Règlement de succession: le partage du patrimoine familial

Règlement de succession: le partage du patrimoine familial

Par Ronald McKenzie

Maurice est le liquidateur de la succession de son père, Régis, qui vient de mourir. Il veut remplir sa tâche avec rigueur, mais il se sent dépassé par les événements. «Il y a tant de choses à régler, je ne sais pas par où commencer», dit-il.

  • La première démarche consiste à recueillir les documents officiels nécessaires au lancement du processus, les plus importants étant l’acte de décès, le certificat de recherche testamentaire et le contrat de mariage. 

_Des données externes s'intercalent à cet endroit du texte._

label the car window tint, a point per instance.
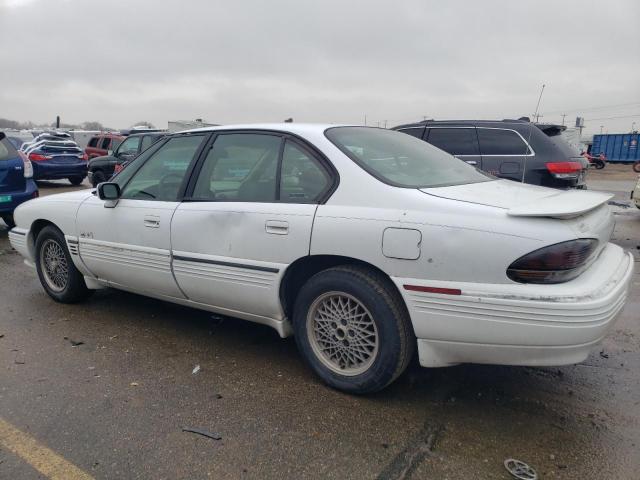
(501, 142)
(147, 140)
(161, 175)
(240, 168)
(302, 178)
(7, 151)
(130, 145)
(402, 160)
(456, 141)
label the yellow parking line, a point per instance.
(46, 461)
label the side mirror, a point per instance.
(110, 192)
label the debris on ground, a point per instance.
(520, 470)
(204, 433)
(618, 204)
(74, 343)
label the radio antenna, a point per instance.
(527, 151)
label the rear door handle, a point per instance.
(151, 221)
(277, 227)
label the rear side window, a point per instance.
(456, 141)
(6, 150)
(495, 141)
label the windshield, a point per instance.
(402, 160)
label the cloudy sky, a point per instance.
(121, 61)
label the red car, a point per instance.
(99, 145)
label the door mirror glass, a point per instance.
(108, 191)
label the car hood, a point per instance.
(524, 200)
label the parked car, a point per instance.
(16, 180)
(635, 193)
(365, 243)
(54, 160)
(100, 144)
(512, 149)
(102, 168)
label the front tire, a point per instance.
(8, 219)
(58, 275)
(353, 329)
(75, 180)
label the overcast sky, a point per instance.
(121, 61)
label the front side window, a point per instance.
(495, 141)
(402, 160)
(456, 141)
(160, 177)
(129, 146)
(302, 178)
(240, 167)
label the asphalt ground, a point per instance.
(103, 390)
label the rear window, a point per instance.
(402, 160)
(7, 151)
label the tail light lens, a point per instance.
(553, 264)
(38, 157)
(564, 169)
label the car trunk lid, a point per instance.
(524, 200)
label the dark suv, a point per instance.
(102, 168)
(511, 149)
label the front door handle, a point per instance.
(277, 227)
(152, 221)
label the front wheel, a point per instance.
(58, 275)
(76, 180)
(353, 329)
(8, 219)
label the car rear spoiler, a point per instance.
(565, 204)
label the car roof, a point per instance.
(295, 128)
(427, 123)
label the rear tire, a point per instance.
(58, 275)
(98, 177)
(353, 329)
(76, 180)
(8, 219)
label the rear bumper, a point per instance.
(52, 171)
(516, 324)
(19, 197)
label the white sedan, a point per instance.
(364, 243)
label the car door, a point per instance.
(460, 141)
(504, 152)
(249, 215)
(129, 245)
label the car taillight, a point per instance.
(556, 263)
(564, 169)
(37, 157)
(28, 168)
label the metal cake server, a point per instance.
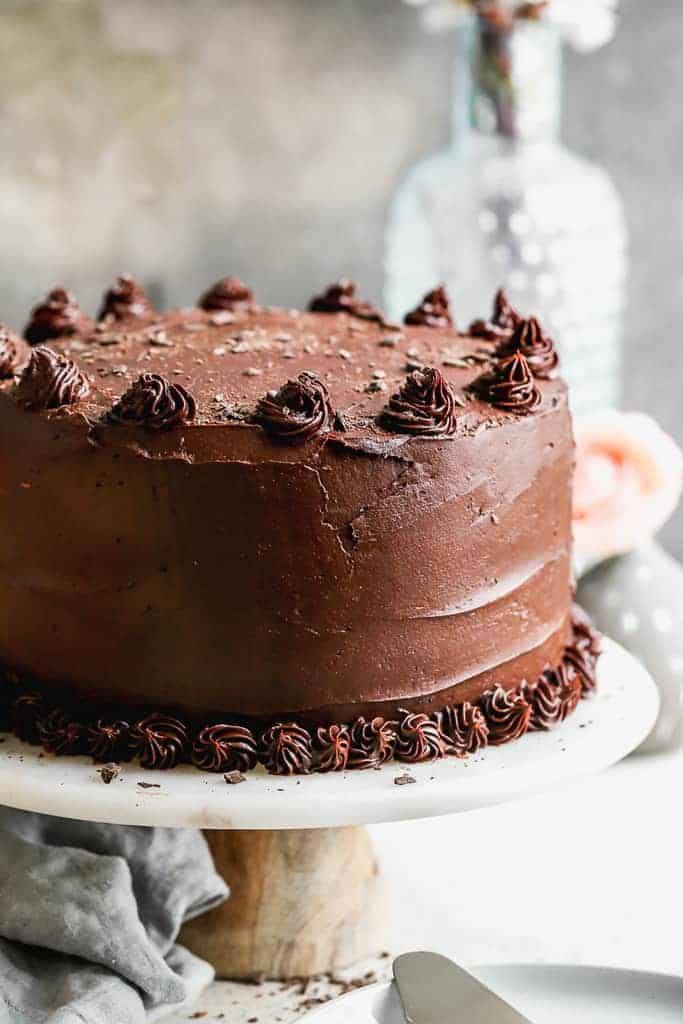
(434, 990)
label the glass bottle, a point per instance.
(508, 204)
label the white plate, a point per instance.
(601, 732)
(545, 994)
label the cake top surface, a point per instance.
(221, 364)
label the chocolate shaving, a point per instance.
(434, 310)
(25, 715)
(286, 750)
(159, 741)
(59, 315)
(50, 381)
(299, 411)
(126, 298)
(403, 779)
(224, 749)
(156, 403)
(227, 294)
(109, 772)
(425, 406)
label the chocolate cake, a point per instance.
(315, 540)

  • Ensuite, Maurice devra faire annuler le permis de conduire et les cartes de crédit de Régis, fermer les comptes bancaires du défunt et en ouvrir un au nom de la succession, communiquer avec la Régie des rentes du Québec afin de réclamer la prestation de décès qui, s’il y a droit, couvrira une partie des frais funéraires, et d’obtenir la rente de conjoint survivant pour sa mère, Liliane. 

  • Il avertira la compagnie d’assurance vie où Régis avait souscrit une police que son père est décédé. 

  • Enfin, Maurice dressera l’inventaire des biens de son père pour vérifier si la succession est solvable et s’il doit de l’argent à des personnes, à des entreprises ou à des institutions financières.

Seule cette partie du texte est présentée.